Uma coisa em particular chamou a sua atenção. Um cassete player. O tocador de música era preto, com detalhes prateados, e dispunha dos mesmos botões dos aplicativos: play, pause, rewind, forward. Ela pegou o objeto em mãos, rindo ao perceber que era do tamanho da sua mão, apesar de ser um pouco mais pesado do que imaginava. pressionou uma rolagem lateral do aparelho, fazendo com que ele abrisse e ela desse um pulo, assustada.
— Não é tão difícil — resmungou para si mesma, assentindo satisfeita ao perceber que já havia uma fita dentro do walkman. — Ótimo. Cadê o... Achei!
Apanhou um velho modelo de fones de ouvido e os colocou, conectando o cabo no cassete. Já conhecia o gosto musical do pai e da mãe, só esperava que não fosse uma música brega e, sim, uma das boas.
— I hear the drums echoing tonight, but she hears only whispers of some quiet conversation — o walkman cantou em seu ouvido. O som não era tão nítido quanto a internet proporcionava, alguns chiados aqui e ali, como os walkie-talkies que seu tio havia dado de natal alguns anos atrás. sorriu para si mesma, englobada em seus devaneios como uma criança em um cobertor quentinho. — She's coming in twelve thirty flight, the moonlit wings reflect the stars that guide me towards salvation.
Conhecia aquela música muito bem. Mais do que cantos de natal ou melodias de carnaval. Era a canção deles, dos seus pais. Estava presente no vídeo de casamento e tocava em todo aniversário de casamento. Era tão pateta, de um jeito muito fofo que ela jamais admitiria.
— I stopped an old man along the way.
O ritmo foi interrompido, a cantoria puxada de lado em uma desordem que o fez parecer um integrante de filme de terror que mudava de timbre. A fita parecia estar enguiçada, mas, quando encarou o cassete ainda aberto, as engrenagens continuavam girando normalmente, sem qualquer pista do motivo daquele defeito. Ela deu de ombros, pensando que devia ser o preço de ser algo envelhecido.
— Hoping to find some old forgotten words or ancient melodies.
A melodia voltou ao normal por um segundo, até começarem os chiados. No início, eram baixos o suficiente para parecerem parte do modo vintage de ouvir música.

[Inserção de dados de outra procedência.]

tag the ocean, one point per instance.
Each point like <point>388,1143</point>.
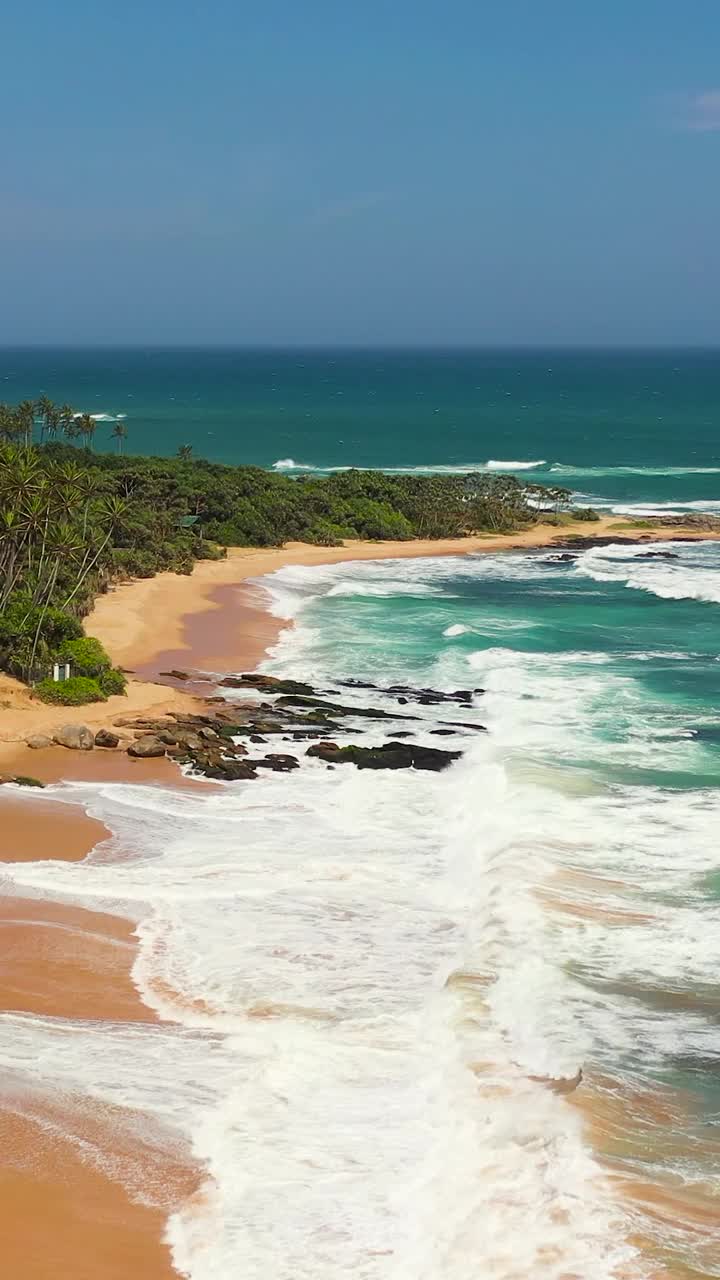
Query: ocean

— He turned to me as if to say.
O ruído era tão alto quanto turbinas de avião direto em seu ouvido. O som semelhante a unhas arranhando um quadro. Todo o sótão pareceu esfriar. A poeira, antes descansando sobre os objetos antiquados, se ergueu como se quisesse transformar em uma memória também. A garota sentiu o peito pesado, parecia que alguém estava tentando arrancar seu coração. Sua garganta estava fechando, o mofo entrando em suas veias de uma maneira que não era possível, não devia ser possível.

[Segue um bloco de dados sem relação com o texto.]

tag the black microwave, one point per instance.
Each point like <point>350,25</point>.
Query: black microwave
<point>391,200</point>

— Hurry, girl, it's waiting there for you! — disse uma voz monstruosa, grossa, sem emoção. sentiu calafrios quando aquela pessoa, se é que era um humano, reverberou em seus ouvidos, roubando o lugar da música romântica.
E, de repente, tudo escureceu.
1986, Hawkins, Indiana
Todos encaravam a garota sem saber o que fazer. Até mesmo Nancy Wheeler, que havia liderado o grupo na última tentativa de vencer Vecna, parecia confusa ao encarar a mulher que havia aparecido, do dia para noite, deitada no sofá do porão da sua casa.

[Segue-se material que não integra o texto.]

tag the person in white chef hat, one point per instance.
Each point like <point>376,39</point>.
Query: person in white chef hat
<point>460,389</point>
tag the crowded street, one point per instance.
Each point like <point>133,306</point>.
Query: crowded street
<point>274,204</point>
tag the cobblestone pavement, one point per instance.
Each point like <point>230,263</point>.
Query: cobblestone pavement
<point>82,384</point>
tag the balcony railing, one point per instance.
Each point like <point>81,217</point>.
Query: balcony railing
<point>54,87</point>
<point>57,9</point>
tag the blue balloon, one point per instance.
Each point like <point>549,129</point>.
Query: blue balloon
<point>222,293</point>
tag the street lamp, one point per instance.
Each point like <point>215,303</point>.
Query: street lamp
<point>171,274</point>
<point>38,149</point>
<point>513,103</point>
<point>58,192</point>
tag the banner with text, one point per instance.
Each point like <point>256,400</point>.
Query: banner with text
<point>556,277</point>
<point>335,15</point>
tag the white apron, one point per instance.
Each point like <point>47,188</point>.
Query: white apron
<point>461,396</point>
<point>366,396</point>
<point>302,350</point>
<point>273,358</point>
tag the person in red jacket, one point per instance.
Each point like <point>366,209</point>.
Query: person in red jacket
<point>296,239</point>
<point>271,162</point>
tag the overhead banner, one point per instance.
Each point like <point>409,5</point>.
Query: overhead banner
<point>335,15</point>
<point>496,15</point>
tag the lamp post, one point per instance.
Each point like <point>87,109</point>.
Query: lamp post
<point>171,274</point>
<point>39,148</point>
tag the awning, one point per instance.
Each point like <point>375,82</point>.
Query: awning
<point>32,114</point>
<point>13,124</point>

Mike residia no sofá do lado de El, aliviado pela namorada conseguir ter, ao menos, alguns minutos de descanso. Ele tentou focar nisso, e não na maneira que sua mente corria ansiosa ao pensar no que eles estavam enfrentando, e no que isso custaria a ela. Talvez essa nova integrante pudesse ajudar, certo?
Lucas suspirava ocasionalmente, impaciente por não estar no hospital com Max. Horários de visita idiotas. Já Dustin, estava comendo os chips de Harrington da maneira mais barulhenta possível.
Jonathan se encontrava encostado na parede, hora conversando com Will, que parecia amuado com algo, outrora ao lado de Nancy, que franzia a testa com preocupação mais e mais a cada minuto.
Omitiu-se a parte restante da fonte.